И уже из коридора услышал громкие голоса Арчи и Шрама. Речь шла о машинах «Хорьх» и «Татра», и, судя по накалу страстей, спор активно сопровождался горячительными напитками. По сути спора вопросов не возникало, поскольку сам спор возникал с периодичностью в одну-две встречи. Арчи едва ли не с момента основания первого бара в районе портовых складов ездил на старой «Татре» и менять ее не собирался. А возможности позволяли, что Шраму, человеку, у которого вместо сердца давным-давно работал автомобильный двигатель (по словам заслуженного медика компании), было непонятно.
Ну как же (в данный момент пробивал его голос дверную фанеру), как можно ездить в этом несгораемом шкафу, когда за вполне приемлемые деньги он лично готов устроить Аучу прекрасный «Хорьх»? Да, не новый, но если Шрам покопается в нем недельку, то он будет лучше нового.

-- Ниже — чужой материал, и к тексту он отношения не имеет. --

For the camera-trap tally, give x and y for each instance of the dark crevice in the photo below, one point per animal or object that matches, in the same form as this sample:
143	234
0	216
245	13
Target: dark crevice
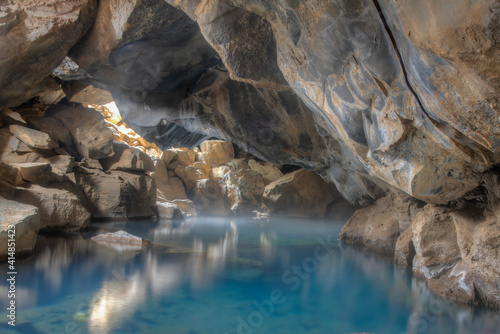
398	53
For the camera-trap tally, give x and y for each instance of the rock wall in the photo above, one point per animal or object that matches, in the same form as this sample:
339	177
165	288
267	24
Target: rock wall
378	97
455	248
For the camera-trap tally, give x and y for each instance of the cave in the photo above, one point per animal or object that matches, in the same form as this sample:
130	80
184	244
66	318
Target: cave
250	166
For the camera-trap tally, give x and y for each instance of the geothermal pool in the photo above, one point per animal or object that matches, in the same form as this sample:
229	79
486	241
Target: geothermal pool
218	275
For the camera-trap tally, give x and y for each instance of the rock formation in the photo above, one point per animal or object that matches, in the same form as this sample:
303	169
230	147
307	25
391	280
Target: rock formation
379	97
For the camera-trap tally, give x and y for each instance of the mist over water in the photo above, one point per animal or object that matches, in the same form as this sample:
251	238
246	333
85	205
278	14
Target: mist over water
221	275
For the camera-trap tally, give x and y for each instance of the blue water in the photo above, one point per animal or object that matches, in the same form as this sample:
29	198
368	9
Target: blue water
226	276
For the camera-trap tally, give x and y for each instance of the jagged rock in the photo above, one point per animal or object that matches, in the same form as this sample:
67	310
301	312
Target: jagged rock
37	173
83	93
118	194
122	238
33	138
54	128
218	173
190	175
187	208
91	137
269	172
167	210
216	152
46	30
435	241
244	190
127	158
12	117
298	194
59	209
62	164
209	197
9	179
26	220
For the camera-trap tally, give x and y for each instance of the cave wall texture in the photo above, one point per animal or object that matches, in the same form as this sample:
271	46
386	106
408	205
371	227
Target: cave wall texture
392	100
371	94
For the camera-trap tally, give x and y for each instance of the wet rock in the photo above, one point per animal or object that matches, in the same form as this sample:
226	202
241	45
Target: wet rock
190	175
216	152
244	190
127	158
33	138
46	30
37	173
209	197
9	179
26	220
118	194
59	209
298	194
122	238
54	128
92	139
269	172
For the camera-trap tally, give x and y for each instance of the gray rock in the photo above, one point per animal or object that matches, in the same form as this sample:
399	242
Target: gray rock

А сколько в нем лошадок, Ауч! Да твоя «Татра» там и рядом не стояла, она уже не первый год чужую жизнь доживает, дружище. «Вот ты сейчас зачем так говоришь? – возражал не менее громкий голос. – Почему несгораемый шкаф, а? Ездит? Ездит! Не барахлит? Тьфу-тьфу-тьфу! Что еще от машины надо?» – «А лошадки как же?» – «А на хрена, прости меня, Шрам, мне в городе лошадки? Тут же из пробки в пробку скачешь, – возражал Арчи. – Тут не лошадки нужны, а кенгуру». – «А если на трассу выскочишь?» – «А на трассу-то мне на хрена?»